Assignment 12:

Michelle Greene

Spreadsheet programs such as Excel are excellent programs that can be used to quickly generate a table of values.

Let's take a look at the Fibonacci Sequence generated using Excel.

 It is easy to see that this sequence gets large very quickly. In order to generate the Fibonacci Sequence, I simply entered the first couple of numbers into A2 and A3. Then, in A4, I assigned the function "=A2 + A3" and then filled down. This generated the sequence I was after.

Now, let's explore some ratios within this sequence. Let's look at the ratio of adjacent terms in the sequence.

 To illustrate this, I just added another column to my data. In this new column, the data consisted of the ratio of the number to the left of it to the number to the left and up one. For example, in B3, I gave the command "=A3/A2" and filled down. Notice that the ratio converges to about 1.618. What does this number represent? The golden ratio, of course!

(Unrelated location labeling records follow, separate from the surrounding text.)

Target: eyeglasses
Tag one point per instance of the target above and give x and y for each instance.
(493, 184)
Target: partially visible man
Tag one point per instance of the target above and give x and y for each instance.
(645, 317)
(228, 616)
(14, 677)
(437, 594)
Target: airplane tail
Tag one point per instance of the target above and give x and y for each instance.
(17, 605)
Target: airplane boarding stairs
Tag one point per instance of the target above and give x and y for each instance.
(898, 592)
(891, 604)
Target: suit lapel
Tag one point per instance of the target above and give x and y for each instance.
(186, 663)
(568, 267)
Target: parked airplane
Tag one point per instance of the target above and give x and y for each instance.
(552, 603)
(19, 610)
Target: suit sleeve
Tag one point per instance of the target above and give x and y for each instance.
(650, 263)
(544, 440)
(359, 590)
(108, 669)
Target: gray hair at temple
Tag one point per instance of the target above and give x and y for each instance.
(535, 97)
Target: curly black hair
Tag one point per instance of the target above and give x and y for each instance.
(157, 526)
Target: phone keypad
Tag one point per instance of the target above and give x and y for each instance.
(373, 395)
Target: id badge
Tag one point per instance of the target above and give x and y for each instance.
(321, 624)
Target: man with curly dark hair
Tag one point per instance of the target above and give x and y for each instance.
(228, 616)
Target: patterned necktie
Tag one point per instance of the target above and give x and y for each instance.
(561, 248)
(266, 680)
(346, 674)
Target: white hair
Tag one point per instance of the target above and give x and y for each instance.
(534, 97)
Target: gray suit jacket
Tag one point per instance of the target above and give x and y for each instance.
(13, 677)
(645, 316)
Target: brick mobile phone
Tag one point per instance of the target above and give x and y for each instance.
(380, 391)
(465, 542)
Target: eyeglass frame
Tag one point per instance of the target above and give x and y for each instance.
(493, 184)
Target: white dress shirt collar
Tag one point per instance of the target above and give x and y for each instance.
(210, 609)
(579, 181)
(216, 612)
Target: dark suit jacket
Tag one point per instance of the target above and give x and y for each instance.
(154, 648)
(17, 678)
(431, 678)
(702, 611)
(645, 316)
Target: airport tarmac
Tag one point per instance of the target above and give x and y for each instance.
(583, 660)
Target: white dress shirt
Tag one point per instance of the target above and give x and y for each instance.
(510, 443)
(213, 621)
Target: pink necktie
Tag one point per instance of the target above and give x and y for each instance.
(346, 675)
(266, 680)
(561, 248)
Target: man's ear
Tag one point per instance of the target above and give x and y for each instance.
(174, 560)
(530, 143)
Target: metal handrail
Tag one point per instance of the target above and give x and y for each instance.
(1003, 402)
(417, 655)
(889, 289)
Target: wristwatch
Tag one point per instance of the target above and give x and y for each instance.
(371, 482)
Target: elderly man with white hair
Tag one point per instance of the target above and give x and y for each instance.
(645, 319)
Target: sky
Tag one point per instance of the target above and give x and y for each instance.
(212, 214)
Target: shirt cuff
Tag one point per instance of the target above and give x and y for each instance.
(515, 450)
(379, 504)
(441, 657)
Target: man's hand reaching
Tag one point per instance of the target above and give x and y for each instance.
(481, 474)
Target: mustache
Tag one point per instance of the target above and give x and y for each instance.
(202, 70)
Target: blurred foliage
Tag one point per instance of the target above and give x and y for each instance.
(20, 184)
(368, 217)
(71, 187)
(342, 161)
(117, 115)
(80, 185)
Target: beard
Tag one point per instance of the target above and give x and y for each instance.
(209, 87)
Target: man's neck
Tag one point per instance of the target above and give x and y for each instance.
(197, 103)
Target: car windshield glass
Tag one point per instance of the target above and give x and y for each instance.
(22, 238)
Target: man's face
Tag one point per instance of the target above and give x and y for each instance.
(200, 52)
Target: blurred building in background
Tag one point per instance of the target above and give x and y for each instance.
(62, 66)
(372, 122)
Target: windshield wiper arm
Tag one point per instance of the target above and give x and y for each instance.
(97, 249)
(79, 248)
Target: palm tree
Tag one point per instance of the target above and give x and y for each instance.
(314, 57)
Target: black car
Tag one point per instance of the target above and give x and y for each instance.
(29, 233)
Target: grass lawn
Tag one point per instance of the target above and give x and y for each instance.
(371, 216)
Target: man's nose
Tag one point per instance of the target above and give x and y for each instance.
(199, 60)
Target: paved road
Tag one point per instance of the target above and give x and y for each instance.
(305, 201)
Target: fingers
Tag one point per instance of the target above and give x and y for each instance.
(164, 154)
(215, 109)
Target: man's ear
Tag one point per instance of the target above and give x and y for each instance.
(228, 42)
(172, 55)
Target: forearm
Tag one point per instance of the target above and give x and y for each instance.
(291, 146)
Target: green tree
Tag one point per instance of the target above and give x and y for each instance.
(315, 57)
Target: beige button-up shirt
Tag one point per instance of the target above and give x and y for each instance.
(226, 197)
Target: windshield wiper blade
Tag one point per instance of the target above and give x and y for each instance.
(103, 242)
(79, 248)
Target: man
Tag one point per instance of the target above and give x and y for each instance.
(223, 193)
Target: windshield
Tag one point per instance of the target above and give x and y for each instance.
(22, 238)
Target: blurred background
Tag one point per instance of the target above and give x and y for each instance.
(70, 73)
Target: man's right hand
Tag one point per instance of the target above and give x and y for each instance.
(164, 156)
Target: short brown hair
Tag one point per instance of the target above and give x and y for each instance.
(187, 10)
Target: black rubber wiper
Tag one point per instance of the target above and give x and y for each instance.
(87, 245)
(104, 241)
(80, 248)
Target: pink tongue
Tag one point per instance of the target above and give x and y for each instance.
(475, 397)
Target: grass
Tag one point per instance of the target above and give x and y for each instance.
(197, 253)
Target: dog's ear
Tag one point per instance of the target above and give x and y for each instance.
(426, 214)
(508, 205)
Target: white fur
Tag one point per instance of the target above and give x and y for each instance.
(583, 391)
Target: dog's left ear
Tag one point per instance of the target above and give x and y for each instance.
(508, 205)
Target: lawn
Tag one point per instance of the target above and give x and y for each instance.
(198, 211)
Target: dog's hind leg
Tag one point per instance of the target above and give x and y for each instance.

What about the ratio of every other term? Let's add on another column and take a look at these ratios.

 Beginning in C4, I simply gave the command "=A4/A2" and filled down. Notice that this ratio converges to about 2.618. What is special about this number? How does it relate to the previous ration, the golden ratio? Well, it is the golden ratio squared.

Let's look at another sequence, known as the Lucas Sequence.

 This sequence is similar to the Fibonacci Sequence, but it begins with f(0) = 1 and f(1) = 3. Then f(2) = f(0) + f(1) and so on. So in A4, I gave the command "=A3+A2" then filled down. This gave me the Lucas Sequence.

What happens if we take the ratios of adjacent terms from this sequence? Let's have a look.

 Here, I used the same command that I used with the Fibonacci Sequence. This ratio also converges to about 1.618, the golden ratio!